Divka menoleh ke sumber suara. Terlihat gerombolan Arya tengah masuk kedalam warung bakso ini dan mereka mulai menggoda Kiara yang kini tengah menunggu kembalian. Gerombolan Arya ada sekitar 8 orang, dan mereka semua mulai berkicau untuk menggoda Kiara yang kini mulai terlihat risih ingin segera meninggalkan tempat ini sekarang juga. Tapi, si Ibu penjual bakso masih sibuk membuat satu es teh manis untuk bapak-bapak yang duduk di pojok warung ini.

"Sebentar ya, neng. Ibu lagi tanggung nih. Sebentar"

Kata-kata ibu penjual bakso tadi membuat Kiara jengah dan makin tak tahan dengan gangguan anak-anak kelas 12. Apalagi, ketika Arya masuk ke dalam membuat Kiara semakin jengah ingin berlari sekarang juga.

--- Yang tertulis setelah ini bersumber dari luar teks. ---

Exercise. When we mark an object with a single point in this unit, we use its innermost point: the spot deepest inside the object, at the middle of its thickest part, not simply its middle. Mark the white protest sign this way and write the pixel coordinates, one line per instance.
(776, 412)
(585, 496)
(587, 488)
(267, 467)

"Eh, um. Bu, kembaliannya ambil aja. Saya lagi buru-buru. Permisi" pamitnya yang kemudian meninggalkan warung dengan langkah lebar-lebar agar cepat sampai pintu dan segera meninggalkan warung itu.Sekilas mata mereka bertemu di pintu warung, yang kemudian Kiara segera mengalihkan pandangannya.

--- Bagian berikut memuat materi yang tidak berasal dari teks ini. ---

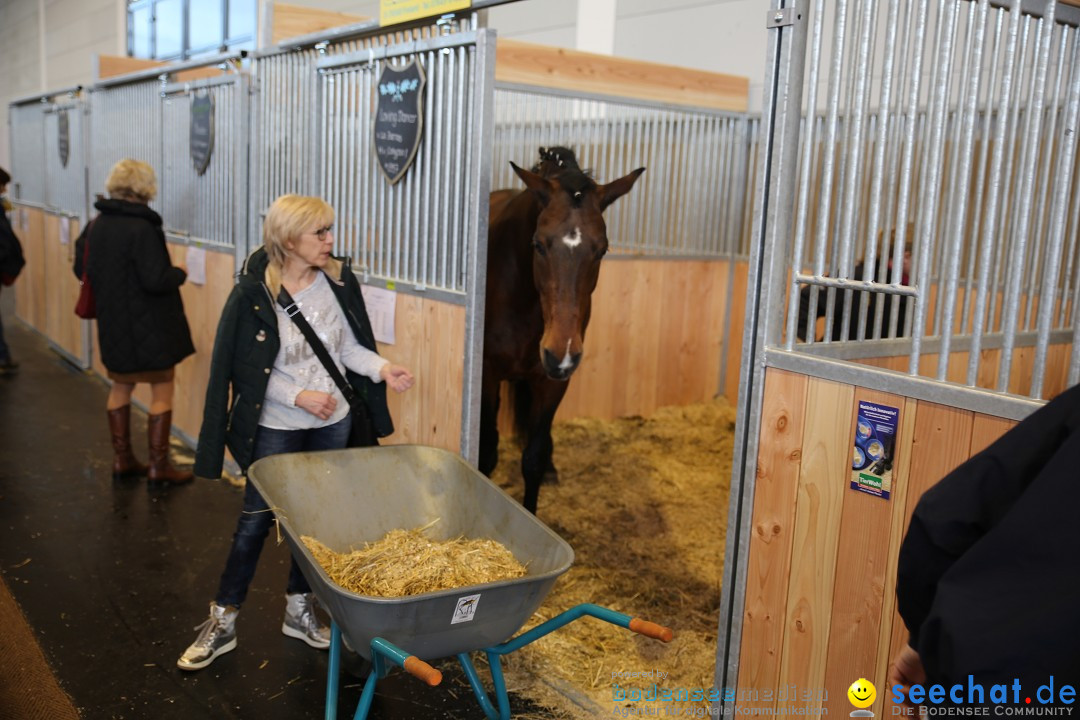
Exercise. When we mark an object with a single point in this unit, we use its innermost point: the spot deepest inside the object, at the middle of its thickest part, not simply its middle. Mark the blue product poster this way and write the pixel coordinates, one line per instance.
(875, 449)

Oh, kini Divka tahu penyebab Kiara terburu-buru ingin segera meninggalkan warung ini. Dengan langkah cepat, kini ia segera membayar dengan uang pas dan mengejar Kiara mengabaikan siulan-siulan menjijikan dari teman-teman Arya.

*

"Parah, parah. Ngapain coba pake sok sokan lari segala. Gue tau lo bohong kan, tentang nyokap lo?" selidik cewek ber tas biru tua ini.

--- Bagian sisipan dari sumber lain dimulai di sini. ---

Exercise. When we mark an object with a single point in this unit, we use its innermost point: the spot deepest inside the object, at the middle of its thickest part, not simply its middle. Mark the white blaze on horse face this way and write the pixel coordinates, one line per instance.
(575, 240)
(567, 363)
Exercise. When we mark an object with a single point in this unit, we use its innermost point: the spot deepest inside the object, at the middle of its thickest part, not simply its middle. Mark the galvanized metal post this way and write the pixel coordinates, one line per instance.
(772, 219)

Yang ditanya hanya diam mengamati jalanan mengabaikan pertanyaan sahabatnya yang lebih menjurus ke pernyataan dan justru membuat dirinya merasa semakin bingung. Iya, dia bingung tentang segala sikapnya yang seakan-akan harus menghindar dari Arya. Tapi jujur, untuk alasan ia menjauhi Arya karena takut akan cewek-cewek ganas penggemar Arya yang tiba-tiba akan membunuhnya, itu tidak pernah terbayangkan olehnya. Bukan itu alasannya. Ia yakin bukan itu. Tapi apa? Ia sendiri juga tidak tahu.